I have to write the following programme:
Write a program to read through the mbox-short.txt and figure out the distribution by hour of the day for each of the messages. You can pull the hour out from the 'From ’ line by finding the time and then splitting the string a second time using a colon.
From stephen.marquard@uct.ac.za Sat Jan 5 09 :14:16 2008
Once you have accumulated the counts for each hour, print out the counts, sorted by hour as shown below.
I’ve written this:
fname = input(“Enter file:”)
carpeta=open(fname)
d=dict()
You can write:
d = {}
for this if you prefer.
for line in carpeta:
if line.startswith ("From "):
words=line.split()
for word in words:
if “:” in word:
The mbox From_ line has a very rigid format. You could just reach for
words[4] directly.
word1=word[0:1]
I’d print word1 here. I do not think it contains what you want.
You might be best calling split again, to split on the colon on the
specific word, eg time_parts = words[4].split(':')
. Then convert
time_parts[0]
into an int
. Or leave it alone as a string, but we
tend to consider hours to be integers.
if word1 not in d:
d[word1]=1
else:
d[word1]=d[word1]+1
Looks ok.
res = list()
for word in d:
res.append(word)
This iterates over the keys of d, which are supposed to be hours. Use
the name “hour” instead of “word”, it makes things more clear.

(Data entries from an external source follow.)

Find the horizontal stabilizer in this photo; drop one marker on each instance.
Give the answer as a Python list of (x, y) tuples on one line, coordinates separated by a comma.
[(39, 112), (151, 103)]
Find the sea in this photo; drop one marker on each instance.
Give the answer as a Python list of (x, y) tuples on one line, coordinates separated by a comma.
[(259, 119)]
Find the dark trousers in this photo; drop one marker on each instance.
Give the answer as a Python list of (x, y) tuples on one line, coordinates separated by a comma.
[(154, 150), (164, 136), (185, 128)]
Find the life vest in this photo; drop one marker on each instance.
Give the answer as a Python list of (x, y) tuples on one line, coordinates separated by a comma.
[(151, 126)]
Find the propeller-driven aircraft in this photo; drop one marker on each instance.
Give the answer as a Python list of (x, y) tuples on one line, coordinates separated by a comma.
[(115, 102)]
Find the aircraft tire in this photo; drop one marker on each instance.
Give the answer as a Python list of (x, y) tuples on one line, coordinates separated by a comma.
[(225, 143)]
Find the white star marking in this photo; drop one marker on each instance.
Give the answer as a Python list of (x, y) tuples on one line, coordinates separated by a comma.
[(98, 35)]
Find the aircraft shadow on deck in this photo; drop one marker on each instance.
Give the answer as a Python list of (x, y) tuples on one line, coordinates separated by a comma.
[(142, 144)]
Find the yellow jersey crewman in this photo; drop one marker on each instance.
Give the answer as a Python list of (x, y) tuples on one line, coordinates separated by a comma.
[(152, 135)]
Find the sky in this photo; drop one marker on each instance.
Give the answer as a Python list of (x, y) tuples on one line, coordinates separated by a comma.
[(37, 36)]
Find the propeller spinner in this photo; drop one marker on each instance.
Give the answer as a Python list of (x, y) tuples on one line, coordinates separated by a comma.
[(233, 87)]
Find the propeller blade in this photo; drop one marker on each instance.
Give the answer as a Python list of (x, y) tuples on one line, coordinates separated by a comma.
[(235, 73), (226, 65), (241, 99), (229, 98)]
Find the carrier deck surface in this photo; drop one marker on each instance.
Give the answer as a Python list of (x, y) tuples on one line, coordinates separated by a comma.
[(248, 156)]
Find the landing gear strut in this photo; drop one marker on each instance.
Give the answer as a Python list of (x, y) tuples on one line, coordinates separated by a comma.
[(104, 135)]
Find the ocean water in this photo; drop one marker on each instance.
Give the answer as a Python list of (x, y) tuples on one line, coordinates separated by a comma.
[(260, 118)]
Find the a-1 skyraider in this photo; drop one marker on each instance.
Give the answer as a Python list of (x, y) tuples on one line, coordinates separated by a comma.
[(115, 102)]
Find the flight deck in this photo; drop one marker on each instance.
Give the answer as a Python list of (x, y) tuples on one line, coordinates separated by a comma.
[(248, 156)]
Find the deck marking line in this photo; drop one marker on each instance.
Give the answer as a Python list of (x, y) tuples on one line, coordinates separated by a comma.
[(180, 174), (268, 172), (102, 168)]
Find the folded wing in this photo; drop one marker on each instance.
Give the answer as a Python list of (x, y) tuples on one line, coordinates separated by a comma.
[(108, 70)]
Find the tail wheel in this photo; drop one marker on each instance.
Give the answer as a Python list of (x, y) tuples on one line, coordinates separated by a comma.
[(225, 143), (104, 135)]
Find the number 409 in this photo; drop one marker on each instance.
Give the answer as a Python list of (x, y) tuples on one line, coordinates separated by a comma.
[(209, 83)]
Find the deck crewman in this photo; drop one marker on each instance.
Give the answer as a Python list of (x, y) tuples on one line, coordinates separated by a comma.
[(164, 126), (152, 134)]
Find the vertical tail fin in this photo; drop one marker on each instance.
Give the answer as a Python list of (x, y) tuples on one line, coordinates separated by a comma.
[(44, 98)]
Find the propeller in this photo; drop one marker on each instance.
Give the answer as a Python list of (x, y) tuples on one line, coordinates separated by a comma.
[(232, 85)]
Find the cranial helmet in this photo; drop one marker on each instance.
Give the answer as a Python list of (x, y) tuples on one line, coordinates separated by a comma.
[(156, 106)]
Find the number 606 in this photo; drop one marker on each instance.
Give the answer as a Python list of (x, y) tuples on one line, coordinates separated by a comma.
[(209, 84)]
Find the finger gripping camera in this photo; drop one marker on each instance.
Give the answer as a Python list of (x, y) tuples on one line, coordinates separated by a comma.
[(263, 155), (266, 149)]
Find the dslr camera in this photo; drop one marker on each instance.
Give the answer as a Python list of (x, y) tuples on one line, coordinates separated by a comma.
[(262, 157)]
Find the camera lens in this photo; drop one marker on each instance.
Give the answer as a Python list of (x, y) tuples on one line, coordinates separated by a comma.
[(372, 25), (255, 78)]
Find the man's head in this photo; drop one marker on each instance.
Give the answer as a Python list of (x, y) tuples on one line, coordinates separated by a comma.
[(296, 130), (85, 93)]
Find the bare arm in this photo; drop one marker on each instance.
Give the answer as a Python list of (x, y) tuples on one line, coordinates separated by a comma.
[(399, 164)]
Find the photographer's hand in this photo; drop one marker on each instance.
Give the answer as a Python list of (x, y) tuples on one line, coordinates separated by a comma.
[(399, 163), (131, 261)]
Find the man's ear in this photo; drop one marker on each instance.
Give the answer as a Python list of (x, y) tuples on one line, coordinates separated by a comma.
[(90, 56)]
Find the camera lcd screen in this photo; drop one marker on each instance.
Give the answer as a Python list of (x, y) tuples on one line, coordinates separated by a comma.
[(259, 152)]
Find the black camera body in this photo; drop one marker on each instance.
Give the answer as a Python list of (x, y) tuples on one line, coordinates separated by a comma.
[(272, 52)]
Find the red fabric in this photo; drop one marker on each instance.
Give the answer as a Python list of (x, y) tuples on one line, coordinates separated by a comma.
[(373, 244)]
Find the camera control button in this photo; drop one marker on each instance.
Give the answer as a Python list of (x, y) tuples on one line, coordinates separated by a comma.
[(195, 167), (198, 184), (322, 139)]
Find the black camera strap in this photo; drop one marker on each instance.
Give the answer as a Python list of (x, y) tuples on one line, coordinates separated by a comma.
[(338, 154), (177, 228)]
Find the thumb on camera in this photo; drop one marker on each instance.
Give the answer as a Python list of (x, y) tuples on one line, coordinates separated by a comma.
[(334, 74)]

You can get the keys of a dict via a method, or you can just use that
fact that iterating over a dict gives you the keys (which you’re using
for the loop above anyway). The list()
constructor accepts any
iterable, so this:
res = list(d)
gets you a list of the keys.
print(res.sort())
Personally I’d write:
print(sorted(res))
The expression res.sort()
actualy sorts the list in place i.e. it has
side effects. You might want that, but if you don’t I tend to avoid the
side effect.
The desired output is:
04 3
06 1
07 1
09 2
10 3
Your print just prints the hours. If you want counts you should iterate
over the dict.items()
, eg:
for hour, count in d.items():
print(hour, count)
I notice that there are leading zeroes in the desired output above. That
suggests you should be treating the hours as strings, and not converting
them to ints.
But my programme does not work. I’ve tried to use a dictionary, as I want the hour as key and the number of times as value but then I need to use a list to use “sort”? How can I put the words in my dictionary into the list? And the loop I’ve written I think it does not get the hour…
I’m pretty sure your word1=word[0:1]
is producing an incorrect result.
Print it out! See what it does.
Cheers,
Cameron Simpson cs@cskk.id.au